A University of Liverpool professor, Dame Margaret Whitehead, is being honoured as part of a special exhibition of photographic portraits of the leading women in medicine today, and the major figures from the past who have inspired them.
2017 is a landmark moment in the history of women in medicine. It is just over 150 years since Elizabeth Garrett Anderson qualified as Britain’s first woman doctor, it marks the centenary of the foundation of the Medical Women’s Federation and saw, for the first time ever, the majority of the country’s world renowned medical royal colleges being led by female clinicians.

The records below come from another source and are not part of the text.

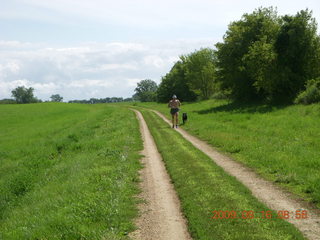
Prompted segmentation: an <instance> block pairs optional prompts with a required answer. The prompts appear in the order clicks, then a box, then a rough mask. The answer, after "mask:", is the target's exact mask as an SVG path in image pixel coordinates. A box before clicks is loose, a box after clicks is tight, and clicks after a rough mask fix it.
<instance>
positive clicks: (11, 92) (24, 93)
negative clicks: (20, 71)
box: [11, 86, 41, 103]
mask: <svg viewBox="0 0 320 240" xmlns="http://www.w3.org/2000/svg"><path fill="white" fill-rule="evenodd" d="M33 91H34V89H33V88H32V87H30V88H26V87H24V86H19V87H17V88H15V89H14V90H12V91H11V93H12V97H14V98H15V99H16V102H17V103H36V102H41V100H39V99H37V98H36V97H34V95H33Z"/></svg>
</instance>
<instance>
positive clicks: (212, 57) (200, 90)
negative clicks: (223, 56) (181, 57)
mask: <svg viewBox="0 0 320 240" xmlns="http://www.w3.org/2000/svg"><path fill="white" fill-rule="evenodd" d="M182 60H183V62H184V64H185V69H186V81H187V84H188V85H189V86H190V88H191V89H192V90H193V91H194V92H195V93H197V94H198V95H200V96H201V98H202V99H208V98H210V96H211V95H212V94H213V92H214V86H215V79H216V76H215V53H214V50H213V49H210V48H203V49H200V50H198V51H195V52H193V53H191V54H189V55H187V56H184V57H182Z"/></svg>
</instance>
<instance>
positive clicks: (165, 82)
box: [157, 57, 197, 102]
mask: <svg viewBox="0 0 320 240" xmlns="http://www.w3.org/2000/svg"><path fill="white" fill-rule="evenodd" d="M181 58H183V57H181ZM173 94H175V95H177V96H178V98H179V100H180V101H194V100H196V98H197V95H196V94H195V93H194V92H193V91H191V90H190V87H189V86H188V84H187V79H186V68H185V65H184V63H183V61H182V60H179V61H178V62H176V63H175V64H174V65H173V67H172V68H171V70H170V72H169V73H167V74H166V75H165V76H164V77H162V79H161V83H160V84H159V87H158V90H157V101H158V102H168V101H169V99H171V97H172V95H173Z"/></svg>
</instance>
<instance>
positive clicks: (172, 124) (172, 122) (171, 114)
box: [171, 114, 175, 128]
mask: <svg viewBox="0 0 320 240" xmlns="http://www.w3.org/2000/svg"><path fill="white" fill-rule="evenodd" d="M174 115H175V114H171V116H172V128H174Z"/></svg>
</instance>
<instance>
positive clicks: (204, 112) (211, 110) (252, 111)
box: [195, 102, 290, 114]
mask: <svg viewBox="0 0 320 240" xmlns="http://www.w3.org/2000/svg"><path fill="white" fill-rule="evenodd" d="M289 105H290V104H281V105H271V104H263V103H236V102H230V103H227V104H224V105H220V106H216V107H212V108H208V109H203V110H199V111H195V112H196V113H198V114H208V113H217V112H233V113H267V112H272V111H275V110H279V109H283V108H286V107H288V106H289Z"/></svg>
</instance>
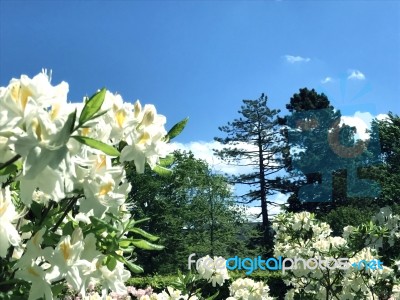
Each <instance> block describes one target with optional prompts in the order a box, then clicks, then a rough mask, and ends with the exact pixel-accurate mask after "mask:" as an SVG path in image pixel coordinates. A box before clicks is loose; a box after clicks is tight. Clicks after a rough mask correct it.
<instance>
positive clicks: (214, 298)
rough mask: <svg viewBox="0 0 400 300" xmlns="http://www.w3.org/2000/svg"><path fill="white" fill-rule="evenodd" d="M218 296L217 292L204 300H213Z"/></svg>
mask: <svg viewBox="0 0 400 300" xmlns="http://www.w3.org/2000/svg"><path fill="white" fill-rule="evenodd" d="M218 295H219V291H217V292H216V293H215V294H214V295H212V296H210V297H208V298H206V300H214V299H215V298H217V296H218Z"/></svg>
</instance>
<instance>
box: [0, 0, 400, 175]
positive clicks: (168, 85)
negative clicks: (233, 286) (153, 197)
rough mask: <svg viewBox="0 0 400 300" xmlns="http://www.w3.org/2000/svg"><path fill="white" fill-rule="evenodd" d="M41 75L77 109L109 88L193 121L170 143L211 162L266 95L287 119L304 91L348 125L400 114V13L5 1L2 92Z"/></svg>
mask: <svg viewBox="0 0 400 300" xmlns="http://www.w3.org/2000/svg"><path fill="white" fill-rule="evenodd" d="M42 68H48V69H52V70H53V81H52V82H53V84H58V83H59V82H60V81H62V80H65V81H67V82H68V83H69V84H70V93H69V99H70V100H72V101H78V100H81V99H82V97H83V96H85V95H91V94H92V93H93V92H94V91H96V90H97V89H98V88H101V87H103V86H106V87H107V88H108V89H109V90H111V91H113V92H118V93H120V94H121V95H122V96H123V98H124V99H125V100H126V101H135V100H136V99H140V100H141V102H142V103H153V104H155V105H156V107H157V109H158V112H159V113H162V114H164V115H166V117H167V120H168V127H171V126H172V125H173V124H174V123H176V122H177V121H179V120H181V119H183V118H184V117H186V116H189V118H190V122H189V124H188V126H187V128H186V129H185V131H184V132H183V133H182V135H181V136H179V137H178V138H177V141H178V142H180V143H181V146H182V145H183V147H186V148H187V149H195V148H196V147H197V148H198V149H197V150H198V151H197V152H198V153H199V155H200V156H201V155H203V157H202V158H206V157H207V156H209V155H210V149H211V148H212V147H213V146H215V144H213V143H212V140H213V138H214V137H215V136H221V134H220V132H219V131H218V126H221V125H224V124H225V123H226V122H227V121H230V120H232V119H233V118H235V117H237V116H238V115H237V111H238V110H239V108H240V105H241V100H242V99H255V98H258V97H259V96H260V95H261V93H265V94H266V95H268V97H269V106H270V107H271V108H279V109H282V115H283V114H286V113H287V112H286V110H285V104H287V103H288V102H289V99H290V97H291V96H292V95H293V94H294V93H296V92H297V91H298V89H299V88H303V87H308V88H315V89H316V90H317V91H319V92H325V93H326V94H327V95H328V96H329V99H330V100H331V102H332V104H333V105H334V106H335V107H336V108H339V109H341V110H342V111H343V112H344V113H345V114H346V115H348V116H350V117H352V118H353V119H354V117H355V116H358V117H360V118H361V119H363V120H364V121H365V120H369V119H371V117H372V116H376V115H378V114H384V113H387V112H388V111H392V112H395V113H400V109H399V108H400V105H399V101H398V95H399V94H400V84H399V83H400V80H399V79H400V2H396V1H330V2H329V1H183V0H182V1H60V0H58V1H7V0H0V85H1V86H5V85H7V84H8V82H9V80H10V79H11V78H12V77H19V76H20V75H21V74H27V75H29V76H34V75H35V74H37V73H39V72H40V71H41V69H42ZM358 121H359V120H358ZM231 171H232V172H234V171H235V170H231Z"/></svg>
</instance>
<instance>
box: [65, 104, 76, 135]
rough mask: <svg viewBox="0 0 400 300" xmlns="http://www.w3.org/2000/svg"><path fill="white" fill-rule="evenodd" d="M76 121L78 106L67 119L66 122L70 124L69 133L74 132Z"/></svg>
mask: <svg viewBox="0 0 400 300" xmlns="http://www.w3.org/2000/svg"><path fill="white" fill-rule="evenodd" d="M75 121H76V108H75V110H74V112H73V113H71V114H70V115H69V116H68V119H67V122H66V124H69V126H70V128H69V133H73V132H74V128H75Z"/></svg>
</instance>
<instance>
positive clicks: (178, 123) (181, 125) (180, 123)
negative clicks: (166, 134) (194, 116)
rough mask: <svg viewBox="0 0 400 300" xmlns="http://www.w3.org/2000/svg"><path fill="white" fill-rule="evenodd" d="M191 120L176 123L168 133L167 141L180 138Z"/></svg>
mask: <svg viewBox="0 0 400 300" xmlns="http://www.w3.org/2000/svg"><path fill="white" fill-rule="evenodd" d="M188 121H189V118H185V119H183V120H182V121H180V122H178V123H176V124H175V125H174V126H172V128H171V129H170V130H169V131H168V133H167V140H172V139H173V138H174V137H176V136H178V135H179V134H180V133H181V132H182V130H183V129H184V128H185V126H186V124H187V122H188Z"/></svg>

The exhibition is the result of a project, coordinated by the Royal College of Physicians (RCP) and supported by The Lord Leonard and Lady Estelle Wolfson Foundation, bringing together the leading medical bodies of the United Kingdom and Republic of Ireland.
Each faculty and college with the Royal College of Physicians has nominated a modern day doctor to represent their specialism or area of practice, who in turn pays tribute to one of the remarkable women that went before them. The two are captured together in a series of new images by photographer John Chase, who has previously worked with the Museum of London, British Museum and National Portrait Gallery.
Professor Dame Margaret Whitehead was nominated by the Faculty of Public Health of the RCP and in turn wanted to pay tribute to Dr Dame Rosemary Rue.
Margaret Whitehead is an internationally renowned authority on inequality and human heath, and W.H. Duncan professor of public health at the University of Liverpool, the first woman and first non-medic to hold the position in its 105-year history.
Awarded a damehood in 2016, Professor Whitehead’s citation read “she has made an outstanding contribution to our understanding of health inequalities, with a significant influence on public health internationally.”
She highlights Dr Dame Rosemary Rue (1928-2004) as a major public health woman in medicine from the past. Dame Rosemary was a determined champion of women in the medical profession, overcoming setbacks to leave an imprint on the nation’s health services.
Margaret Whitehead on Rosemary Rue: “It seems barely credible now that as late as 1950, medical schools such as the ground-breaking Royal Free were dismissing female students because they had married. This is what happened to Rosemary Rue, but she was undeterred and overcame this, and many other, difficulties to become an inspirational medical officer as well as a national leader.”
Shown in the Lasdun Hall at the heart the Royal College of Physician’s modernist home, the new images provide an arresting counterpoint to the college’s important portrait collection featuring, overwhelmingly male, physicians from the last 500 years.
The exhibition is supported by a new section of the Royal College of Physician’s website, providing biographical information on all the featured women. In addition, banners highlighting the achievements of those honoured will be on display at the various participating organisations across the United Kingdom and Republic of Ireland throughout the run and into 2018.
Delighted and privileged
Professor Jane Dacre, president, Royal College of Physicians, said: “As we enter the year of our 500th anniversary, we at the Royal College of Physicians are delighted and privileged to be coordinating this joint project, bringing together the leading medical bodies of the United Kingdom and Republic of Ireland to celebrate the enormous contributions to medicine made by women, past and present.
“There is no better time to be honouring the achievements of female clinicians throughout the last 150 years, as we look forward to a world where women in medicine, at the very highest levels, are the no longer the exception, but the norm.”
“We hope that visitors will enjoy the exhibition in a spirit of celebration, but also determination that the progress of the past and present continues into the future.”